É importante compreender as origens e formas de que essas ideias misóginas se expressam e como tem ganhado espaço dentro dos espaços de uma juventude alienada. Antes mesmo de tratar de como as redes digitais são um fator crucial e base para tal desenvolvimento e difusão de tais ideias, vale apontar que antes de tal denominação começar a surgir, já existiam os vídeos e edições realizados na internet e fóruns como o 4chan com o título “Rejeite a modernidade, abrace a Masculinidade” com formato de meme e adaptado a juventude da nova geração, a qual passa a maior parte do seu tempo em mídias digitais como youtube, twitter, instagram e tiktok. Estes vídeos começaram a se espalhar rapidamente e representar a mentalidade da direita fascista norte-americana de uma forma pouco vista anteriormente. Com o conhecimento na produção de memes e vídeos, a comunidade fascista do 4chan e seu representante pepe frog, os mesmos círculos reacionários passaram a difundir tais vídeos e discurso, chegando a alcances enormes e saindo de suas bolhas de influência dos fóruns e grupos de ódio. Grupos fascistas e neo-nazistas já conhecidos anteriormente e com um longo histórico de violências passaram a adotar tal metodologia e estética, como é o caso do Patriot Front, Identitarian Generation e Atomwaffen Division.
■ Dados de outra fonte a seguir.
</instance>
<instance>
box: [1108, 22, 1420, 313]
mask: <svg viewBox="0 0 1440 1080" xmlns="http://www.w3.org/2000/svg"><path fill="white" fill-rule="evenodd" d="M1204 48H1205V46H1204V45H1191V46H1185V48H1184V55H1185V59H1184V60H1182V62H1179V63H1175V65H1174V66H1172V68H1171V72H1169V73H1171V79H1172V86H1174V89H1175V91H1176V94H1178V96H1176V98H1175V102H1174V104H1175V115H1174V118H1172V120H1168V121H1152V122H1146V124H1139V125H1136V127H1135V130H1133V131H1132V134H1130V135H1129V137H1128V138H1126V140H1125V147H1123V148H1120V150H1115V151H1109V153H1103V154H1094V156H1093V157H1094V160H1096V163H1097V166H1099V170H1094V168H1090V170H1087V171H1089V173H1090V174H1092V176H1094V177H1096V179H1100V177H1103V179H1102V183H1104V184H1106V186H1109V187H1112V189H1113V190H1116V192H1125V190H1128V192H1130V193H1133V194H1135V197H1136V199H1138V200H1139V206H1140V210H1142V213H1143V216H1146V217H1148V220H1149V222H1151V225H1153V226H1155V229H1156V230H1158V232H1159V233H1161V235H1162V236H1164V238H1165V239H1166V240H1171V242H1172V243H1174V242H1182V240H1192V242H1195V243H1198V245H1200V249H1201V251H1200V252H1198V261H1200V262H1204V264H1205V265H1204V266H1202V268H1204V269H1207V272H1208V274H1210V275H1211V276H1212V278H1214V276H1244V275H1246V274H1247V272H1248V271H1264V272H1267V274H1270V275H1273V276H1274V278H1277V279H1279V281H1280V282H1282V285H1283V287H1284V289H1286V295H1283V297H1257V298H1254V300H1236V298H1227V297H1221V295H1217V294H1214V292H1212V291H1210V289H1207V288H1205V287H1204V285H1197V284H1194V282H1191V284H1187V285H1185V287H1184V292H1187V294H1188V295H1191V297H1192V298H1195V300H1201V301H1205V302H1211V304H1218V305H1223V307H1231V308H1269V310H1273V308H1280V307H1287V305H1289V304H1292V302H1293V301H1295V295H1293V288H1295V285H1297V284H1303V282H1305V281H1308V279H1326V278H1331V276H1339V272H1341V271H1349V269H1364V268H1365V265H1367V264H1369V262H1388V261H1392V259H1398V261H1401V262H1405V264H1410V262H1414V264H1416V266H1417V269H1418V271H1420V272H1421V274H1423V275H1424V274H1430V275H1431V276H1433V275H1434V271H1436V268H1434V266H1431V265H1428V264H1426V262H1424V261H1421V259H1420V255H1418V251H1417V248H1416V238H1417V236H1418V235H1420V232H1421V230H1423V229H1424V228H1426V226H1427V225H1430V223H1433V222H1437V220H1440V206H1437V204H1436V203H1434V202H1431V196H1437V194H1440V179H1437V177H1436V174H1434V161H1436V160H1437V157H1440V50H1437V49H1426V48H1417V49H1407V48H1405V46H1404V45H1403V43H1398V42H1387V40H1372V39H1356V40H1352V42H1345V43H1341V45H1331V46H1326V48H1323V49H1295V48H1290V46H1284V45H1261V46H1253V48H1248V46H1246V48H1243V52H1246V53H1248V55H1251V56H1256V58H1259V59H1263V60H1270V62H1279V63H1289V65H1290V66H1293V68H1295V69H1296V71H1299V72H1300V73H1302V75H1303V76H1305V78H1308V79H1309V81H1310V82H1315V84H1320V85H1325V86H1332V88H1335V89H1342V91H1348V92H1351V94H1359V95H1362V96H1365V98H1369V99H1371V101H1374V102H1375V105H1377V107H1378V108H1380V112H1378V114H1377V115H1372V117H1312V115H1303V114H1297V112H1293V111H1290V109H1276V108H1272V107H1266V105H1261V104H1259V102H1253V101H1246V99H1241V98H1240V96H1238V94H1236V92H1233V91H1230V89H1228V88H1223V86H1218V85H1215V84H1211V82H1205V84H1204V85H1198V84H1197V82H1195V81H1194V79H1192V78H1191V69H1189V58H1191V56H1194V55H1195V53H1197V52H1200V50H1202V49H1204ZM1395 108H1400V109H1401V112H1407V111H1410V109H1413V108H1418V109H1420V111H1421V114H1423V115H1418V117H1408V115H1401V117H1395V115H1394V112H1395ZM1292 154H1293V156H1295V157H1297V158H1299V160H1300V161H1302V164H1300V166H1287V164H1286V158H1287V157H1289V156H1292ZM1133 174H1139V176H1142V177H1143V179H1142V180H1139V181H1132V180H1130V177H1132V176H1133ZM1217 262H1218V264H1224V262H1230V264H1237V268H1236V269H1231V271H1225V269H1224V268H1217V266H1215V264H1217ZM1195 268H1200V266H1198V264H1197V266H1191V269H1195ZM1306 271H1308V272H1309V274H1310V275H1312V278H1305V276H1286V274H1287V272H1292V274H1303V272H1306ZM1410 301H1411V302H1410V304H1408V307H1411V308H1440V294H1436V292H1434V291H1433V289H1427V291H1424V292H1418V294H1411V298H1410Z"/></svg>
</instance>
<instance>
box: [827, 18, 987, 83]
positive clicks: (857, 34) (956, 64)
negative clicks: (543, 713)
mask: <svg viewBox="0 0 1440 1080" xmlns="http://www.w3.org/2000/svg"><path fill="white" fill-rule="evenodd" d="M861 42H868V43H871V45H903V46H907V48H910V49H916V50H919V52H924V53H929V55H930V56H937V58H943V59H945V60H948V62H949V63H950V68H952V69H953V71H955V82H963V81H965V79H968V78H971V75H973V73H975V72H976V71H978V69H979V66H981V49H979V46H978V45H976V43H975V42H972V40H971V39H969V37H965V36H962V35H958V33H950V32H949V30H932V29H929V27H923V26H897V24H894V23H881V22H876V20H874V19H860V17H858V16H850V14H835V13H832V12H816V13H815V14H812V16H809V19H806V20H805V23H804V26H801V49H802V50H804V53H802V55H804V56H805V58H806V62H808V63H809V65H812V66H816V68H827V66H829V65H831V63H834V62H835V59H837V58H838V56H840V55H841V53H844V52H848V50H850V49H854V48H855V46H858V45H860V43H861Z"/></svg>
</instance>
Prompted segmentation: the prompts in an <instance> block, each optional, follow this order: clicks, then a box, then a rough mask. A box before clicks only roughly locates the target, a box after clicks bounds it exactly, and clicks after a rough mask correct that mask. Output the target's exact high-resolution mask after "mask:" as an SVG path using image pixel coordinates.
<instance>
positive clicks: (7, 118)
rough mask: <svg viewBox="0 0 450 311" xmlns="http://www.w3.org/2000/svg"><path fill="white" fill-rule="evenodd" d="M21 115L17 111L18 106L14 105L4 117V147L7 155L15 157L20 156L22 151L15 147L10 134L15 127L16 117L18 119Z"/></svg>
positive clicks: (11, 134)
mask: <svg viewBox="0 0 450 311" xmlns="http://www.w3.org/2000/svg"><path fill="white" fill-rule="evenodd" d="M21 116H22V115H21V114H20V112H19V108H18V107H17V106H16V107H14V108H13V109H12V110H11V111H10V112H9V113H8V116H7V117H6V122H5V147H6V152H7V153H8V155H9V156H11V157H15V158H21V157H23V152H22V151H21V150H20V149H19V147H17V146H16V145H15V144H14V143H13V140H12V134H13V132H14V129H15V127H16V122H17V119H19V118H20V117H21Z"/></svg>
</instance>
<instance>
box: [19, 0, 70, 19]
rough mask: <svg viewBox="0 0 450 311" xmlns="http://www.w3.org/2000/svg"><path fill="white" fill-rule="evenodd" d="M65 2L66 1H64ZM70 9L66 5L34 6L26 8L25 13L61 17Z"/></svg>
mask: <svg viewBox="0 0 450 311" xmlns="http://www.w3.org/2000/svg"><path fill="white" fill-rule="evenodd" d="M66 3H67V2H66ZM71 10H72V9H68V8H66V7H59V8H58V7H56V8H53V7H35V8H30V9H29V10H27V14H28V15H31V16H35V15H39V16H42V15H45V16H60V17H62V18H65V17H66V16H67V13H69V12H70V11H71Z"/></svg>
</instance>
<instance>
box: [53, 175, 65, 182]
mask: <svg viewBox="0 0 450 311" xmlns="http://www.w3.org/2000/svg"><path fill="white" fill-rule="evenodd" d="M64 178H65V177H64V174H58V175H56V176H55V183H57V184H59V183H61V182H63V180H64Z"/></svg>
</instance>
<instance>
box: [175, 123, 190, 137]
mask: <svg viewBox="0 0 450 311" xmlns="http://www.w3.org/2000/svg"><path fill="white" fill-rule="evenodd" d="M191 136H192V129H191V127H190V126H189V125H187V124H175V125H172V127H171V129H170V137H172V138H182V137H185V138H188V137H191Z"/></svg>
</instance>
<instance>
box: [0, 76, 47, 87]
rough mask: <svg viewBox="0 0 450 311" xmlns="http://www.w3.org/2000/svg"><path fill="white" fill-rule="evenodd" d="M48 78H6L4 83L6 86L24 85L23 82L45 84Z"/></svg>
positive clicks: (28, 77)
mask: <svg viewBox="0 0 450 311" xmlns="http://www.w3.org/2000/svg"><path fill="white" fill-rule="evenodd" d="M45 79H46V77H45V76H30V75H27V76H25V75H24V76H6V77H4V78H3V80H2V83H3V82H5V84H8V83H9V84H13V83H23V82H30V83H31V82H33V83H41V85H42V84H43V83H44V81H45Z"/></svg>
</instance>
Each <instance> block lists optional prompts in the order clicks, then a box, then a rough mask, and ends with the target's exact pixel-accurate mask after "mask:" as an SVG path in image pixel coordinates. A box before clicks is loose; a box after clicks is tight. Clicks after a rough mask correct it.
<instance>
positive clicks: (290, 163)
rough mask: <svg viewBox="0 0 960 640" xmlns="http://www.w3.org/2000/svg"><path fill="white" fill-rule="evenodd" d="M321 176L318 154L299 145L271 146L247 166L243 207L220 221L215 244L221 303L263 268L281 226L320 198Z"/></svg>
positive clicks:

É sob essa influência e circunstância que homens famosos e ricos, representantes da imagem de um ‘homem bem-sucedido’ dentro do sistema da modernidade capitalista que Andrew Tate e Dan Bilzerian passaram a adotar essa metodologia memística de fazer vídeos de como se comportar e tornaram-se representantes dessa linha. Não é atoa que estes ‘exemplos’ eleitos a partir de sua popularidade nas redes digitais, defendem justamente os ideais os quais alinham-se com a direita reacionária e mascaram seus discursos e atitudes criminosas sob o discurso liberal de “direito de expressão.” Tate foi recentemente preso na Romênia depois de ter sido acusado de violar sexualmente uma mulher, situação as quais vídeos e gravações de voz do caso são mais do que suficiente para provar sua culpa. Bilzerian tem um longo histórico de agressões contra mulheres, desde agressões durante festas até o caso em que ele mesmo publicou em seu instagram um vídeo arremessando uma mulher do telhado de sua casa dentro de uma piscina, o que resultou numa fratura na perna dela. Ambos acumulam dezenas de milhões de seguidores em suas redes digitais, difundem seus discursos de poder e controle, com o esbanjamento de riqueza e consumo e são o produto perfeito da propaganda capitalista moderna. Que fique claro que tal mentalidade são se resume a estes ‘influencers’ e suas posturas, estendem-se também a muitos outros níveis socais e de influência onde entram aí outras celebridades apontadas como “homens de valor”, onde fica clara a postura misógina de tais homens. Como o estuprador Daniel Alves e seu colega de esporte e crime, Robinho, por exemplo.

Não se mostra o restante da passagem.